Poetry Project — February 2017

The assignment? A villanelle.
The theme? Brevity, shortness.
The irony? Running out of time!

So let’s call this one a draft, shall we?
Just in under the wire.
Phew!

Stitch In Time
By Liz Garton Scanlon

Let’s make it quick – this hour’s not my own
I catch a borrowed breath but don’t exhale
The stitch in time has already been sewn

Each moment passes – sinks just like a stone
The second hand a whip that raises wales
Let’s make it quick – this hour’s not my own

But can a heartbeat really be postponed?
I hurry, my old story sounding stale
The stitch in time has already been sewn

The wormhole dropped through, wrinkle blown
The minutes meted out on God’s grand scale
Let’s make it quick – this hour’s not my own

but does it matter when I cut this close to bone?
What if I stop and let the measured gears derail?
The stitch in time has already been sewn

I rip the seams and start again alone
Shake off the fetters, lift the veil
And just like that, the hour is my own
The stitch in time, so carefully re-sewn

My pal’s poems:
Laura
Kelly
Tanita
Tricia
Sara

And for more wonderful everything, Poetry Friday is here

Be well, my friends….

21 Responses to “Poetry Project — February 2017”

  1. Sara Holmes

    Wow. So many piercing images here. A second hand as a whip. Dear God. Yes, sometimes….

    But I came to a full stop at this line:

    But can a heartbeat really be postponed?

    No, no it cannot. We have to breathe or we die. We have to rip out seams (holy moly, I did so much ripping when I tried to learn to sew in high school) and begin again. Then our hours are our own, as you say. I love how you bring this home. xo

  2. Kelly Ramsdell Fineman

    Love the subtle alteration in the last line, and how this frenetic poem resolves into peace as a result. Lovely!

  3. Linda Baie

    Each part is wonderful, but I like that ending best: “Shake off the fetters, lift the veil
    And just like that, the hour is my own.” It’s a beautiful “timely” tale!

  4. Laura Purdie Salas

    Yes on that ending! Isn’t that how every day feels, just passing by in a blur. Only when I shake off the outside world and am just HERE (wherever here is, doing whatever that moment demands) do I ever feel like I am part of time, instead of it zipping right by me. “I catch a borrowed breath but don’t exhale” LOVE

  5. tanita

    I love the Wrinkle In Time imagery I get – and the second hand as a whip is just — whoa.

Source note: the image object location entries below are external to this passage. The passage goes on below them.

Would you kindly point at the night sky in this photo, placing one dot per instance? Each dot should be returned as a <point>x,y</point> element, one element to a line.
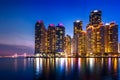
<point>18,17</point>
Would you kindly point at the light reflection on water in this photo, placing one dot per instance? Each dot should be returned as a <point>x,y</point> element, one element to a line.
<point>78,68</point>
<point>60,69</point>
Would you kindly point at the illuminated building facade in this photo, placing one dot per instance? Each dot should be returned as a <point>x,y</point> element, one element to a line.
<point>40,38</point>
<point>95,17</point>
<point>77,27</point>
<point>95,39</point>
<point>119,47</point>
<point>60,34</point>
<point>67,48</point>
<point>111,38</point>
<point>79,39</point>
<point>51,38</point>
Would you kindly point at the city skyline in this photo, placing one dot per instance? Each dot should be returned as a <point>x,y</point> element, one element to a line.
<point>20,26</point>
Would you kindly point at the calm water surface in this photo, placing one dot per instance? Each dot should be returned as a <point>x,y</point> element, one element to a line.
<point>60,69</point>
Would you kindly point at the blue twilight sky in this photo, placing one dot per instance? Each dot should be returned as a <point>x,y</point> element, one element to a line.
<point>18,17</point>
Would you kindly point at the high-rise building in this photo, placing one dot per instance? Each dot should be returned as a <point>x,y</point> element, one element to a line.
<point>119,47</point>
<point>77,27</point>
<point>51,38</point>
<point>40,38</point>
<point>60,34</point>
<point>79,39</point>
<point>67,48</point>
<point>95,17</point>
<point>111,38</point>
<point>95,39</point>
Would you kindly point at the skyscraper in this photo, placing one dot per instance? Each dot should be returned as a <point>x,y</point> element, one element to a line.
<point>51,38</point>
<point>77,27</point>
<point>111,38</point>
<point>95,17</point>
<point>95,39</point>
<point>67,48</point>
<point>40,38</point>
<point>79,38</point>
<point>60,34</point>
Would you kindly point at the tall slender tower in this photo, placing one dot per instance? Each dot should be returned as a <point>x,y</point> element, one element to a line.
<point>51,38</point>
<point>67,48</point>
<point>111,39</point>
<point>77,27</point>
<point>40,38</point>
<point>95,17</point>
<point>60,34</point>
<point>79,39</point>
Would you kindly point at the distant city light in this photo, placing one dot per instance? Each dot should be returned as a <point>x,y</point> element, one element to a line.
<point>95,11</point>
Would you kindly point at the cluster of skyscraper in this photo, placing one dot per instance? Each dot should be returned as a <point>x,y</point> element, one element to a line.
<point>98,38</point>
<point>49,40</point>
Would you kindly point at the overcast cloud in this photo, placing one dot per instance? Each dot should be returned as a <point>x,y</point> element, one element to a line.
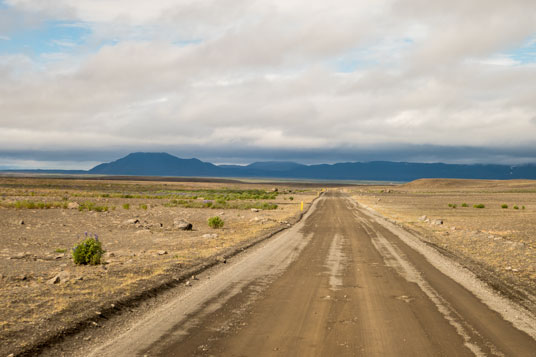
<point>234,81</point>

    I think ripping out the stitches is such a wonderfully evocative imagery, with all of the alliteration as well – and I just again shake my head that this is a single draft, whipped out in a hurry! You rock this stuff!

  6. Kay McGriff

    I can relate to the feeling in this poem. I hope I am as successful in resolving those time issues as is your last stanza.

  7. Tricia

    I catch a borrowed breath but don’t exhale … I love this image and the frantic pace it sets for the poem. And like the others, I love the way the poem slows and resolves.

    I think we all should stop and let the gears derail …

    This is lovely. I can’t believe it’s a first draft!

  8. Alice Nine

    I like it, Liz. Love your use of repetition. “meted” caught my eye because I always have fun that word in the homophone set “meet, meat, mete.”

  9. Brenda

    I love the idea that we can resew stitches in time just by breathing and calming. Time is that best friend who will betray you in the end, you know it. Yet you cannot help loving anyway.

  10. Mary Lee Hahn

    Makes me want to take up needlework again. I need desperately to slow down.